Americans love to commemorate events of the past. We have a multitude of national holidays set aside for various presidents' birthdays, we dedicate entire months to celebrating historical movements, and we have no shortage of exhibits and attractions in remembrance of events or individuals. Take the 100th birthday of the Titanic this year — aside from the permanent and popular attraction in Pigeon Forge, museums across the country featured interactive exhibits where visitors played the part of a historical person on the ship, finding out at the end of the exhibit if their character lived or died. These exhibits were designed to add a level of personal connection to the commemorative event, to make it more than mere historical fact, and to emphasize the need to remember the Titanic.
But the question raised about such exhibits is a question of appropriateness. Does the adoption of a character turn the commemoration into more of a game than a somber remembrance of those who died? Is it right for us to claim that we feel what they felt?
These are questions of the politics of memory, questions that debate how and why we should commemorate certain events and who should do the commemorating.
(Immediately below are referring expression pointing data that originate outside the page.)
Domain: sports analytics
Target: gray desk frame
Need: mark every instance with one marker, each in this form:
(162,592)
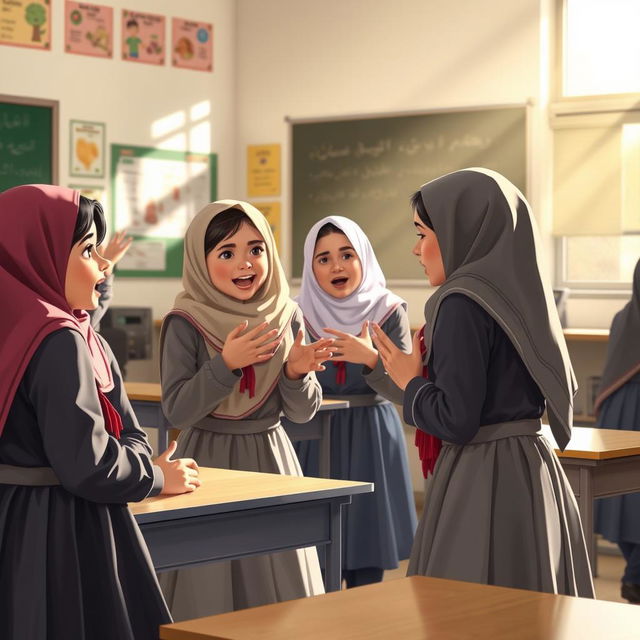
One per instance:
(150,415)
(199,535)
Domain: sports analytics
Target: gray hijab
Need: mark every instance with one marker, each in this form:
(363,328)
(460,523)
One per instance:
(623,352)
(491,253)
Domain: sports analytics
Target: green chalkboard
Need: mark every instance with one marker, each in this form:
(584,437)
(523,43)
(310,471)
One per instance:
(367,168)
(28,141)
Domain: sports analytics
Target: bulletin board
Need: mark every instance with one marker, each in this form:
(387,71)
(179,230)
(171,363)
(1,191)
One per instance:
(367,167)
(155,195)
(28,141)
And the difficulty of memory politics is that it is almost impossible to please everyone who has a vested interest in the event being celebrated or remembered.
America is not the only country facing these challenges. Germany and Poland along with other parts of Eastern Europe have perhaps a heavier task at hand when they seek to honor and remember those who died in the Holocaust almost 75 years ago. There has always been a significant amount of debate over Holocaust commemorations in these countries: whether the German government should sponsor a memorial, whether Christians should establish a museum, or whether emphasizing an emotional and visceral response to the tragedy is more appropriate than simply presenting the facts. As with the Titanic exhibits, the question is not about the need to remember the Holocaust, for no one would deny the importance of keeping those who died alive in public memory. The question is about finding an appropriate way of doing so.
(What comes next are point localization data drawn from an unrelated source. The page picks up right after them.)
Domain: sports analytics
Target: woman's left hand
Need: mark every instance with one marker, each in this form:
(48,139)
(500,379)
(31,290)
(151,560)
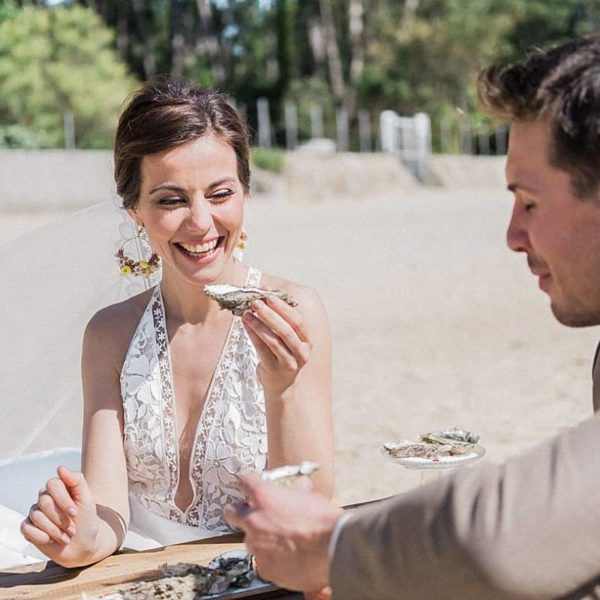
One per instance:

Of all the places I have visited that are dedicated to the remembrance of the Holocaust, the most effective was my visit to Auschwitz this summer. There are no contrived games to play, no issues of sponsorship, no undermining of fact or emotion in favor of the other. In fact, Auschwitz achieves a remarkable, and extremely powerful, blend of fact and feeling. You are at once assaulted with the vast statistics of death and the visual evidence of that death as you enter rooms filled to the brim with victims' suitcases and shoes. There is no time or space in the mind of the visitor to contemplate the philosophical issues of memory politics. There is only the memory, and that memory stays with you long after you leave.
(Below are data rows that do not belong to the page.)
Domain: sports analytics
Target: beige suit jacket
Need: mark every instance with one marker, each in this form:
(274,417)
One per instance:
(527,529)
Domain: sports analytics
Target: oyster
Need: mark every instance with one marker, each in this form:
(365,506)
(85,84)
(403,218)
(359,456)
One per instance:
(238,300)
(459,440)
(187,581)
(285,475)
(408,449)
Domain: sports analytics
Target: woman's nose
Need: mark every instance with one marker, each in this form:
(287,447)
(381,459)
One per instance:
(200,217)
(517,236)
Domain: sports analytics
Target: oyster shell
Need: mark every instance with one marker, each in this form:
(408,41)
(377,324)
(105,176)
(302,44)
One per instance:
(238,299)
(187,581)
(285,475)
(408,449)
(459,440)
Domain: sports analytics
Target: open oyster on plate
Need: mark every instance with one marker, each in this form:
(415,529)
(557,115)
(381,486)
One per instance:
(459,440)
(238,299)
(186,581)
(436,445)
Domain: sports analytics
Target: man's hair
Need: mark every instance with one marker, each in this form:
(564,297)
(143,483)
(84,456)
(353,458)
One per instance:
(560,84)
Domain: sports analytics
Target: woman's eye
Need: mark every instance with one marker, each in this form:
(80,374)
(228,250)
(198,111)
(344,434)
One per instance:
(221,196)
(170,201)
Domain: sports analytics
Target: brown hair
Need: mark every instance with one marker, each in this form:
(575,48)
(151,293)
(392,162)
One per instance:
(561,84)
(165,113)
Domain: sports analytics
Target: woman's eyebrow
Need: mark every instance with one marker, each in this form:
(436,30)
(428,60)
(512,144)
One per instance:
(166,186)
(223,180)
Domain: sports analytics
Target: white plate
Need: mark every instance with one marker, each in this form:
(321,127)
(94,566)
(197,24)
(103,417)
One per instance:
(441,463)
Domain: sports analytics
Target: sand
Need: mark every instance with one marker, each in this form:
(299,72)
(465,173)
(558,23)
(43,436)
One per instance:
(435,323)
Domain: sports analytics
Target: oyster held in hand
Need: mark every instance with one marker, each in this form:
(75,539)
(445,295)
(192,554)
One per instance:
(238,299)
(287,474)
This issue is one that we should keep in mind at UT as we plan events, celebrations, and exhibits in commemoration of various events or people. There is a fine line between trivializing the issue by emphasizing the human aspect over the facts and vice versa. A balance of statistics and emotions is perhaps the least controversial and most effective way to remember those worth remembering. It is my hope for this year that our various student committees dedicated to discussing issues on campus will remember that it is not about the spectacle but about the topic at hand, and that effective communication and commemoration relies above all on an appropriate presentation.